Russian artist Denis Lopatin, who has received threats over works mocking nationalist lawmaker Natalya Poklonskaya, has told RFE/RL he left Russia earlier this year and plans to seek political asylum in France.
RFE/RL’s Ukrainian Service has published excerpts from recently declassified KGB documents from the period 1973-1984 indicating that the use and improper installation of low-grade concrete and faulty welding were among the technical flaws accompanying the construction of the Chernobyl nuclear power plant that were detected and reported to the country’s leadership in 1973, 1978, 1982 and 1984. (Ukrainian Service)

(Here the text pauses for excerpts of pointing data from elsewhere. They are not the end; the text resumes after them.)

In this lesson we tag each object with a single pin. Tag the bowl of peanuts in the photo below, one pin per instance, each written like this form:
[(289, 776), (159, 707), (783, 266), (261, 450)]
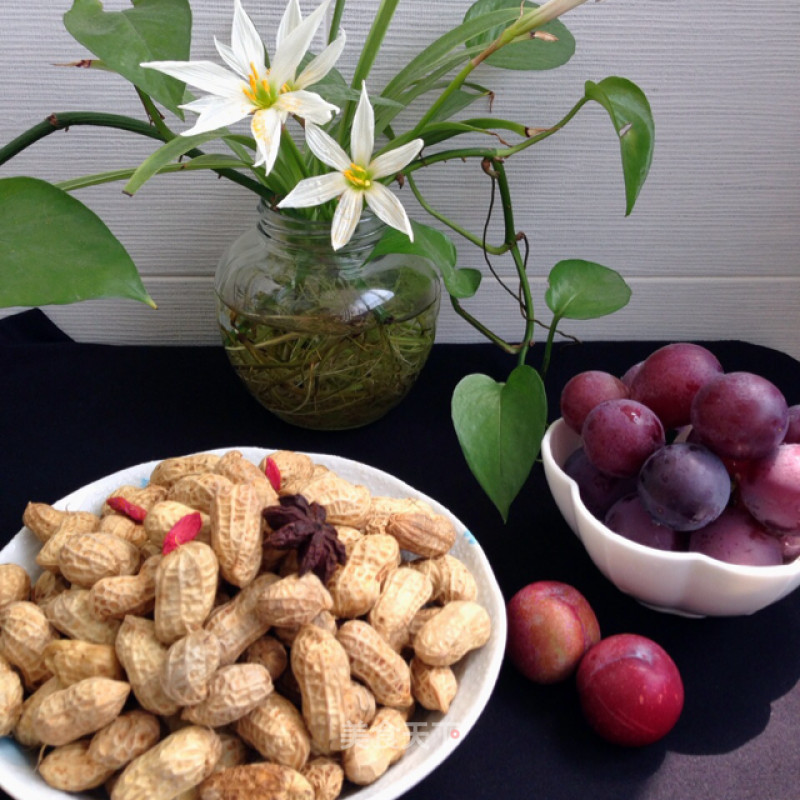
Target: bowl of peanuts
[(298, 625)]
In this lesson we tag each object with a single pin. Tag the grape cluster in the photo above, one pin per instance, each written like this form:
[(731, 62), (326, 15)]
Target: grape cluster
[(678, 454)]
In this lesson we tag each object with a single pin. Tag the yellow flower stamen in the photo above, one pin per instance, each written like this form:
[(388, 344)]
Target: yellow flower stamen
[(260, 93), (357, 176)]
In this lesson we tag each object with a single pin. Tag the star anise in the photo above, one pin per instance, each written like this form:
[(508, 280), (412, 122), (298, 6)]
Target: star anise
[(296, 523)]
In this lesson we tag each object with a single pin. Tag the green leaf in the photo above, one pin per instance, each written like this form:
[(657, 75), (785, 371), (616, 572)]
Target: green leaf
[(630, 113), (153, 30), (166, 154), (585, 290), (441, 50), (500, 428), (437, 248), (533, 54), (55, 250)]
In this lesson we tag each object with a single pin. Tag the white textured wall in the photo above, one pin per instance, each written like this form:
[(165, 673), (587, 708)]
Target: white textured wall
[(712, 249)]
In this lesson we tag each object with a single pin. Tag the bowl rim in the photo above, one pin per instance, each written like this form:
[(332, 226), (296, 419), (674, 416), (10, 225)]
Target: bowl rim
[(559, 428)]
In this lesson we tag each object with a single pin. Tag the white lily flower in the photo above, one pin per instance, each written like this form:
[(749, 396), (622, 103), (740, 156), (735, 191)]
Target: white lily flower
[(356, 179), (250, 88)]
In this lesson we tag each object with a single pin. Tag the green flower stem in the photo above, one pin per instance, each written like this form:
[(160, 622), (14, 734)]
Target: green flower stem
[(369, 52), (156, 119), (336, 20), (507, 347), (512, 242), (167, 134), (495, 250), (65, 120), (124, 174), (61, 121), (296, 161), (548, 347)]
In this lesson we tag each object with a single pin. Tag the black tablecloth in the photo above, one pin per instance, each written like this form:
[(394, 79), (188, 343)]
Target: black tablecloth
[(71, 413)]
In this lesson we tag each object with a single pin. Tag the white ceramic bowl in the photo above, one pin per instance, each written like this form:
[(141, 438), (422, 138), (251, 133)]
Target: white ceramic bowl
[(690, 584), (433, 736)]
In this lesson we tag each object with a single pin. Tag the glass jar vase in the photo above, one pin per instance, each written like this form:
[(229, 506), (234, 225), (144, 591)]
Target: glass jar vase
[(322, 339)]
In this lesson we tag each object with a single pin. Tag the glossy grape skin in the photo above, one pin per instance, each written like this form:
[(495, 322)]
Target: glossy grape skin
[(631, 373), (669, 379), (684, 486), (792, 435), (584, 391), (740, 415), (619, 435), (629, 518), (735, 537), (770, 489), (598, 490)]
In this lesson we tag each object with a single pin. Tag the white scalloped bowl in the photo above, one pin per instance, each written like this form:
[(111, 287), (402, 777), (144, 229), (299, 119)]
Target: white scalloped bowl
[(689, 584), (433, 736)]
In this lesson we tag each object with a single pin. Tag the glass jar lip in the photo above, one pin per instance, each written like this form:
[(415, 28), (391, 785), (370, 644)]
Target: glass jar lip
[(278, 223)]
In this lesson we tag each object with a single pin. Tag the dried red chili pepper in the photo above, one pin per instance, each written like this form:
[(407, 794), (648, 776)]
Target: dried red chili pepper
[(130, 510), (273, 473), (184, 530)]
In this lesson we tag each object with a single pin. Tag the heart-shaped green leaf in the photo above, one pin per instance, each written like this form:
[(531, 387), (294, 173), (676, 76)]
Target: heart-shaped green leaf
[(585, 290), (55, 250), (500, 428), (633, 121), (534, 54), (436, 247), (152, 30)]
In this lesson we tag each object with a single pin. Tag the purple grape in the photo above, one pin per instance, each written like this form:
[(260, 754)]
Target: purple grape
[(740, 415), (598, 491), (790, 544), (793, 429), (584, 391), (684, 486), (629, 518), (737, 538), (631, 373), (669, 379), (770, 489), (619, 435)]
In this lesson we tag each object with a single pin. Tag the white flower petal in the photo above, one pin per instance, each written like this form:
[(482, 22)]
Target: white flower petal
[(205, 75), (362, 137), (266, 130), (291, 18), (293, 47), (394, 160), (231, 59), (315, 191), (388, 209), (320, 66), (216, 115), (346, 217), (245, 41), (308, 105), (325, 148)]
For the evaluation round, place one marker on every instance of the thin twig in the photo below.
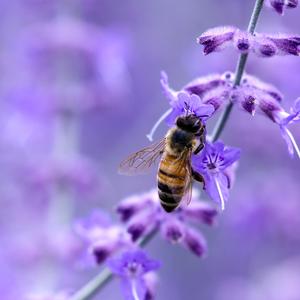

U.S. citizen Zokir Aliev, who was traveling to visit relatives in Uzbekistan, has been detained on suspicion of joining a terrorist group and fighting alongside Islamist insurgents in Afghanistan, authorities say.
Uzbekistan’s farmers, who have for decades produced cotton, and cotton only, for sale by the state, have been ordered by President Shavkat Mirziyoev to grow red-hot chili peppers and to find foreign buyers for the crop themselves.
Renowned Russian conductor Gennady Rozhdestvensky, who directed various orchestras in Russia and also in several Western countries, has died at the age of 87.